Sunday, 27 April 2008

It's a Mean Old Scene - book review

It's a Mean Old Scene: A History of Modern Bradford From 1974, Redbeck Press, £9.99

"Be warned, this is no typical local history book, no gushing amateur Bronte biography, no rose-tinted recollection of the grind of life in the mills, no wistful trip down memory lane ending in a demand for a return to the days when trolley buses rattled along the streets and families of ten left their front doors open all night. Indeed, take a look at the title: It's a Mean Old Scene was one of Bradford's most infamous and possibly perceptive pieces of graffiti that endured throughout the 1970s.

With candour and thoughtfulness, Greenhalf tackles head-on real life in Bradford since the mid-1970s. He is one of the few people in the city to comment openly about the race question, neither side-stepping the issue with deft politically correct moves not spouting mindless, bigoted invective...

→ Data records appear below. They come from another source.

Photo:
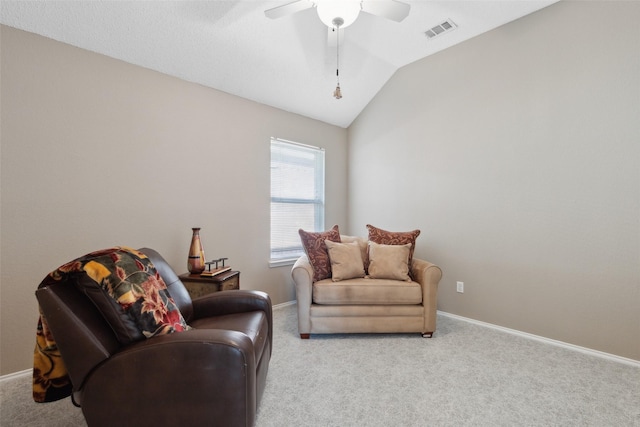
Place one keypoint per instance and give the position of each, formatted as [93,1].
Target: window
[297,197]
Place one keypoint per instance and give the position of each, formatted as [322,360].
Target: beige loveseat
[366,305]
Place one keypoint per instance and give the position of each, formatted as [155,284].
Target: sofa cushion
[361,241]
[346,260]
[316,250]
[389,261]
[366,291]
[384,237]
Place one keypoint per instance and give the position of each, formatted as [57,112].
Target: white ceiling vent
[440,29]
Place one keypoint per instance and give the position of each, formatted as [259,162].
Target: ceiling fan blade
[390,9]
[288,9]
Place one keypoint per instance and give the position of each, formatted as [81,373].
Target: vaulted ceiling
[288,63]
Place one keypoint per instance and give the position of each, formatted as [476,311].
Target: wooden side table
[198,286]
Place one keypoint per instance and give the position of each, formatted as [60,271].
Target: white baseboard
[15,375]
[284,304]
[573,347]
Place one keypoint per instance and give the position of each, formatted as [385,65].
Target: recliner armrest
[212,372]
[230,302]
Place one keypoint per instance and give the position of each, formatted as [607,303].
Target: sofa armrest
[302,274]
[428,275]
[212,371]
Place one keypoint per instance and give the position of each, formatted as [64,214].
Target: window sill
[282,262]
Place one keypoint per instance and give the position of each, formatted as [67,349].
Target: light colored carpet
[466,375]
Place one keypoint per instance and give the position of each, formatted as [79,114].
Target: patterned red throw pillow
[383,237]
[316,250]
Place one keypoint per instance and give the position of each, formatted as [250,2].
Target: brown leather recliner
[213,374]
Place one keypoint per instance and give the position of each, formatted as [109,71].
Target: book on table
[214,271]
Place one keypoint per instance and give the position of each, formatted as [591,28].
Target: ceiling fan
[346,11]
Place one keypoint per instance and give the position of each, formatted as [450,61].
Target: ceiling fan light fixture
[329,10]
[337,94]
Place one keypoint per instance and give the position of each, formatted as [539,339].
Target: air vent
[440,29]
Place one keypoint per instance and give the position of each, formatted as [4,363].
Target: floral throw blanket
[142,304]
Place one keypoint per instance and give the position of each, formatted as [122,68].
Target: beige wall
[97,152]
[517,154]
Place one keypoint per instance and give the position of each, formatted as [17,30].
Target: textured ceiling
[287,63]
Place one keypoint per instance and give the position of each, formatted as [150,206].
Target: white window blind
[297,196]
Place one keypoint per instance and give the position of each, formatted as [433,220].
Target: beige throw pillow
[346,260]
[389,261]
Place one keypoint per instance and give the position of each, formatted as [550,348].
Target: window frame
[288,255]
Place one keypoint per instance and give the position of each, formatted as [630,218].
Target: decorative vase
[196,260]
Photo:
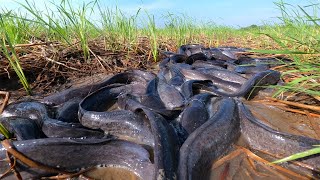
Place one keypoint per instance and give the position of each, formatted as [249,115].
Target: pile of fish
[169,125]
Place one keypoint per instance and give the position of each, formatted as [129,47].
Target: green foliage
[8,49]
[299,155]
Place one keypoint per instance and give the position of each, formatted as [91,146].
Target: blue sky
[236,13]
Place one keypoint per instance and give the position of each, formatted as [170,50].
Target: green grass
[299,155]
[10,53]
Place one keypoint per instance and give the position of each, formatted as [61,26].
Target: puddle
[283,121]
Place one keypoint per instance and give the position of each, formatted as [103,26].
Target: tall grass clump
[8,50]
[66,22]
[118,29]
[298,35]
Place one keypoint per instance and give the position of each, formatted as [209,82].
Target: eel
[70,155]
[134,76]
[196,112]
[210,141]
[262,137]
[95,113]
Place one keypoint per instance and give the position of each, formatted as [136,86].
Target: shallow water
[283,121]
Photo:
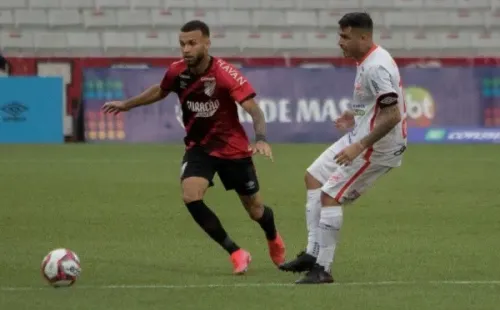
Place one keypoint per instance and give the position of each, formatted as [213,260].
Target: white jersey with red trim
[378,84]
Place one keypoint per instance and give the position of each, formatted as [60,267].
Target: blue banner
[455,135]
[31,110]
[299,104]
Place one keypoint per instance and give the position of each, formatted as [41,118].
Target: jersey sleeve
[380,84]
[239,87]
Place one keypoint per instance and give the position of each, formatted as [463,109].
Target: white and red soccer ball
[61,267]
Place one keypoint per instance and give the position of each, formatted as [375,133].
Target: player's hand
[345,121]
[263,148]
[115,107]
[347,155]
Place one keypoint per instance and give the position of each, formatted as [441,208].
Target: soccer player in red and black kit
[208,88]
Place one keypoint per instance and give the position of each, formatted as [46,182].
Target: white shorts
[345,183]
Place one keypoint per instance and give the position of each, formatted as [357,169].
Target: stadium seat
[13,4]
[486,40]
[6,18]
[234,18]
[408,4]
[464,18]
[421,40]
[155,40]
[377,4]
[329,19]
[30,17]
[84,40]
[17,40]
[257,40]
[244,4]
[208,17]
[435,19]
[315,4]
[345,4]
[50,40]
[77,4]
[390,39]
[454,40]
[495,5]
[212,4]
[322,40]
[167,18]
[474,4]
[301,18]
[268,18]
[116,4]
[180,4]
[119,40]
[277,4]
[226,40]
[99,18]
[440,4]
[147,4]
[44,4]
[64,18]
[134,18]
[492,19]
[400,19]
[289,40]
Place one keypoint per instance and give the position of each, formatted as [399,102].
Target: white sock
[329,227]
[313,211]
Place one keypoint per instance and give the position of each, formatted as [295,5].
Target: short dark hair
[196,25]
[359,20]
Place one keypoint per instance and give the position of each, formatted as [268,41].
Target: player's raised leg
[305,260]
[345,185]
[264,216]
[240,175]
[316,175]
[197,174]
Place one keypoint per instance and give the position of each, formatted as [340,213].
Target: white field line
[246,285]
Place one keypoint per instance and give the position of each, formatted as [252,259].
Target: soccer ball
[61,267]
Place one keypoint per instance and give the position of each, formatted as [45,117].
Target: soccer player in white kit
[375,145]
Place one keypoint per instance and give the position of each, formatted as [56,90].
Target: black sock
[211,224]
[267,223]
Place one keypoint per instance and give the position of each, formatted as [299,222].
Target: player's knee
[327,200]
[193,190]
[253,205]
[189,197]
[311,182]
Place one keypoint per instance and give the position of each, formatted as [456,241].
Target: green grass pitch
[427,236]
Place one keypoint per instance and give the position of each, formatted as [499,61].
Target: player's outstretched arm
[389,117]
[151,95]
[259,121]
[259,125]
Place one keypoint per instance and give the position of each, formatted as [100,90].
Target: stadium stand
[267,27]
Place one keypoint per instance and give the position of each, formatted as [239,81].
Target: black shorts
[235,174]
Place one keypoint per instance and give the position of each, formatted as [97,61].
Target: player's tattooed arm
[258,118]
[151,95]
[388,118]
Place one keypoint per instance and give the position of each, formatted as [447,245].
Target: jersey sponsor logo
[234,73]
[203,109]
[209,87]
[421,108]
[388,99]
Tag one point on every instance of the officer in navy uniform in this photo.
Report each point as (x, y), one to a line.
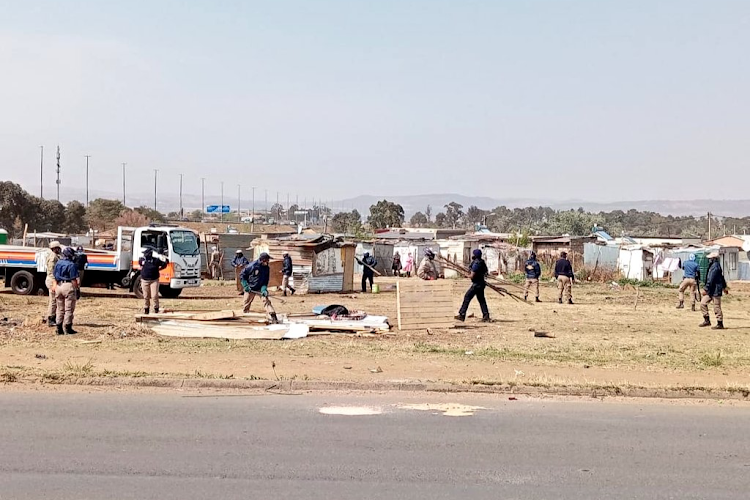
(478, 272)
(66, 291)
(254, 280)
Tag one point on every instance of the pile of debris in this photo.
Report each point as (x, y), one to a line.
(229, 324)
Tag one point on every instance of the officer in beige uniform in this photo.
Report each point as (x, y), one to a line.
(66, 291)
(52, 257)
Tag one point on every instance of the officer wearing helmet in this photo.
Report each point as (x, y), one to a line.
(429, 269)
(66, 291)
(478, 272)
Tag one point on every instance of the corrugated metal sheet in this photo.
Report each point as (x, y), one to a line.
(600, 256)
(331, 283)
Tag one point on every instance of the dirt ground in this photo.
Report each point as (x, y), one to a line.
(605, 339)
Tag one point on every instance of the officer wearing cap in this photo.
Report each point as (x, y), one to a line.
(254, 279)
(51, 260)
(239, 263)
(66, 291)
(478, 272)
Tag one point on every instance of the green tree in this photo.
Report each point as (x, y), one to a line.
(418, 220)
(386, 214)
(102, 213)
(453, 214)
(75, 218)
(151, 214)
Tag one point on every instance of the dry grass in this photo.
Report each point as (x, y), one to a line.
(605, 329)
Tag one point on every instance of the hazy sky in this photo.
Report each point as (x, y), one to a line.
(554, 99)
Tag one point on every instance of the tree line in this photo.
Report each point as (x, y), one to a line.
(531, 221)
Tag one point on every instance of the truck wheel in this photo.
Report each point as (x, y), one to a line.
(22, 283)
(137, 290)
(169, 293)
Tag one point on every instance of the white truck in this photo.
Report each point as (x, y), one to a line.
(24, 268)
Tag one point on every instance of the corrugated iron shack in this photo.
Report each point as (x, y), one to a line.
(321, 263)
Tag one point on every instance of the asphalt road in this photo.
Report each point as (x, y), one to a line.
(171, 446)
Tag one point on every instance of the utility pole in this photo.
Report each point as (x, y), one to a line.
(181, 210)
(156, 174)
(87, 179)
(123, 182)
(41, 172)
(203, 196)
(252, 216)
(58, 173)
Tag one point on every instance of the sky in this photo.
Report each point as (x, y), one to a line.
(551, 99)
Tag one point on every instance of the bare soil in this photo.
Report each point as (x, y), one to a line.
(605, 339)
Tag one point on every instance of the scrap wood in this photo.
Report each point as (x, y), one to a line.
(378, 273)
(466, 273)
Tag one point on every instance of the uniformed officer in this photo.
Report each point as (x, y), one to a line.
(690, 280)
(429, 269)
(254, 280)
(82, 262)
(478, 272)
(52, 257)
(287, 269)
(715, 287)
(66, 290)
(533, 271)
(239, 263)
(151, 265)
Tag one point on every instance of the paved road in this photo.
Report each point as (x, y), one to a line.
(169, 446)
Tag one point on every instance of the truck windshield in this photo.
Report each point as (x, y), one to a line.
(184, 242)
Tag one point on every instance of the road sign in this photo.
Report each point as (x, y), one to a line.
(215, 209)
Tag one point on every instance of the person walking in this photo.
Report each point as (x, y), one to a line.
(66, 291)
(429, 269)
(715, 287)
(287, 270)
(690, 279)
(255, 279)
(368, 274)
(239, 263)
(82, 261)
(396, 266)
(408, 265)
(53, 256)
(533, 272)
(478, 273)
(151, 265)
(215, 263)
(565, 278)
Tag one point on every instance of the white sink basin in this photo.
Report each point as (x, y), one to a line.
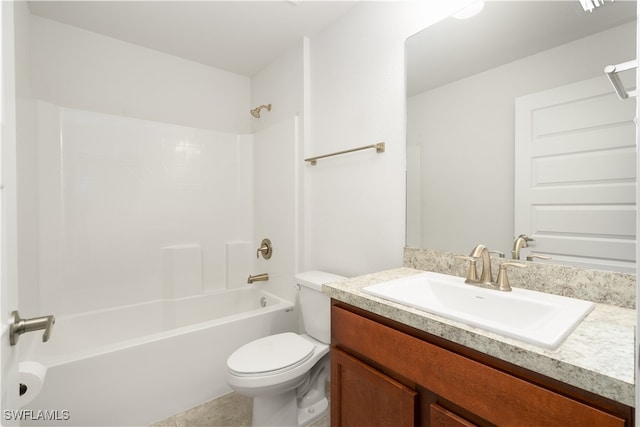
(534, 317)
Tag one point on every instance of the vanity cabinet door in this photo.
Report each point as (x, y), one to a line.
(362, 396)
(441, 417)
(485, 394)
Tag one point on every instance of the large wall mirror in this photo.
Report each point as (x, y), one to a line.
(481, 89)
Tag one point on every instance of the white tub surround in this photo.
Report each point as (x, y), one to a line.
(141, 363)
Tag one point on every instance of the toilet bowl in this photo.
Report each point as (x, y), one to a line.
(286, 373)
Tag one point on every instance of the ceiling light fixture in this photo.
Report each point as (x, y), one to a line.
(589, 5)
(471, 10)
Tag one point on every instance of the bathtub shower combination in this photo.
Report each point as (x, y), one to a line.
(144, 246)
(141, 363)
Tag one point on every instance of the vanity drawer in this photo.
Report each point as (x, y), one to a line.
(491, 394)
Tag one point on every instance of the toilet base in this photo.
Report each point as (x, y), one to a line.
(311, 413)
(282, 410)
(275, 410)
(298, 406)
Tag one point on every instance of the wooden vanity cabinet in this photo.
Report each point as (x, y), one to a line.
(388, 374)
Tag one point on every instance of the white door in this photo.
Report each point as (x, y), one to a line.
(8, 260)
(575, 161)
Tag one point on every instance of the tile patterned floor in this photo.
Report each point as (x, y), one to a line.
(231, 410)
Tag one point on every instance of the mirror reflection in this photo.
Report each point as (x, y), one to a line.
(513, 128)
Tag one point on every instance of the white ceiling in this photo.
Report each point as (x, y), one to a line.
(503, 32)
(237, 36)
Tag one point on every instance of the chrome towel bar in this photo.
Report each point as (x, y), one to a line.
(612, 72)
(379, 149)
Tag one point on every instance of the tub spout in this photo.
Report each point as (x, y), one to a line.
(258, 278)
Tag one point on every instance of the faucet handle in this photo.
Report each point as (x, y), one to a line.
(500, 254)
(265, 249)
(503, 280)
(472, 273)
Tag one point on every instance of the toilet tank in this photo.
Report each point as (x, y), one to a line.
(315, 306)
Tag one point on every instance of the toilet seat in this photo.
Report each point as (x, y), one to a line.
(270, 355)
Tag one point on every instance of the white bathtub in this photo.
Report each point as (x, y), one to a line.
(138, 364)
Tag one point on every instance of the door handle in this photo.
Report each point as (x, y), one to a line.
(18, 326)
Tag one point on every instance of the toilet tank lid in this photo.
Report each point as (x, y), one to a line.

This book is a curious mix of social commentary and personal recollection. Some of the best chapters to my mind are the ones which focus on Greenhalf's journalistic exploits. Particularly notable is the moving passage on the Bradford City disaster, which begins with a newspaperman's cynicism and blossoms into a portrait of the human condition.

It's 'dark twin' is the piece on the Ripper murders, and Greenhalf's soul-bearing on how deeply the gruesome killings got under his skin must have taken great bravery to write - it is certainly not glib, easy reading...

In spite of, or perhaps because of, the things Jim Greenhalf has seen, one thing shines through this book, and it's possibly something he might be hard-pushed to admit to himself: he has a great and deep love for Bradford. Unlike many people in the city, Greenhalf cares."

DAVID BARNETT, Telegraph & Argus, Bradford, May, 2002.